Miracle tree may lack the magic touch it’s fabled to have after all- Daily Nation



A failed large scale jatropha plantation project in Kiambere, Eastern Province suggesting that the plant requires irrigation to produce healthy seeds  that can produce commercially exploitable oil.  Photo/ISAIAH ESIPISU
A failed large scale jatropha plantation project in Kiambere, Eastern Province suggesting that the plant requires irrigation to produce healthy seeds that can produce commercially exploitable oil. Photo/ISAIAH ESIPISU 
By GATONYE GATHURA
Posted Thursday, May 27 2010 at 20:10
Large-scale farming of the biodiesel jatropha tree should be stopped since it creates a food shortage.
It will harm the environment and is of little commercial value, according to a national research institution.
This comes as the country gears up for what could be the biggest jatropha biodiesel project in the region.
An Italian company, Nouve Iniziative Industriali sri, is clearing 55,000 hectares leased from the Malindi County Council for the jatropha plantations.
The biodiesel would be for local use as well as for export to Italy. It also promises to contribute electricity to the national grid and generate gas for domestic use.
But now the first scientific audit of the ‘miracle tree’ by the Kenya Forestry Research Institute (Kefri) and the World Agroforestry Centre and sponsored by the German government, says the crop is not economically viable when grown as a monoculture or in plantations.

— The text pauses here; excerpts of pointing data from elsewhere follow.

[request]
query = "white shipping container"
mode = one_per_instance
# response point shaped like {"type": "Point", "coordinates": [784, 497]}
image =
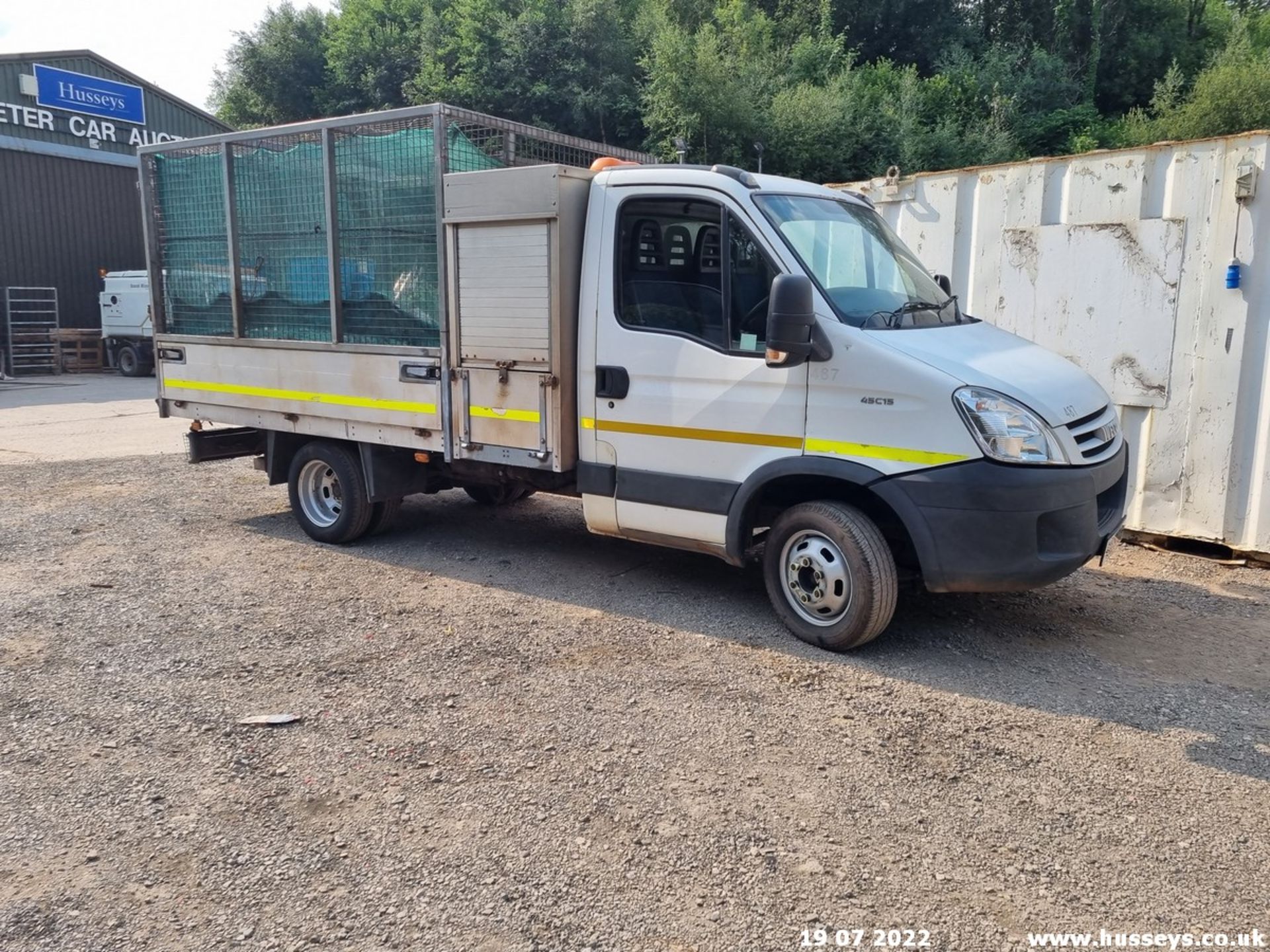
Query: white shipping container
{"type": "Point", "coordinates": [1118, 260]}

In the Jatropha Reality Check February 2010 study, the researchers want the government to stop any promotion of the tree as a plantation crop.
“We believe doing otherwise would be extremely irresponsible and could exacerbate existing food insecurity throughout the country,” says the study.
The study hints that thousands of poor farmers in arid parts of the country may have been duped into buying the “miracle” seeds and seedlings at inflated prices.
Now the study wants the government through the Kenya Agricultural Research Institute to re-evaluate its current biofuels policy of promoting jatropha.
“We also urge all public and private sector actors to cease promoting the crop among small-scale farmers for any plantation apart from as a hedge,” says the study which is yet to be made public.
Having surveyed all jatropha farming in all parts of the country, the study concludes that the tree does not do well, as previously promoted, in arid areas as it requires huge amounts of water and nutrients in form of fertilisers.
But even before the Reality Check recommendations, the investing company had taken off on the wrong foot, when it started clearing the land without obtaining the mandatory Environmental Impact Assessment licence from the government.
This is now under way, following the direct intervention of the Ministry of the Environment and Mineral Resources, and the first public hearing was held last week at the project site in Magarini District.
The hearing pitted the investors and Malindi councillors on the one hand, government agencies and civic groups on the other, and the poor of Magarini, desperate for any type of employment, in the middle.
According to the Italians’ representative, Mr Ivan Del Prete, the company will turn near wasteland into a productive entity yielding biodiesel for export and local use, while creating about 1,500 jobs within five years.
The company has leased the 55,000 hectares of the trust land for 33 years at the rate of about Sh200 per hectare per year.
Justifying the project Mr Ivan Del Prete, says they are confident that one hectare has the potential to host up to 2,500 trees and produce up to six tonnes of seeds after three years of planting.
“The six tonnes can produce two tonnes of oil and almost 4 tonnes of pressing residues which will be used in biogas production for a bio fertilizer,”
The coordinator said the company plans to plant the crop from seeds which he says gives it a longer life of 50 years compared to 35 years when generated from cuttings. “We are sure the tree will do well here because it does not require much water and has little other competing commercial interests.”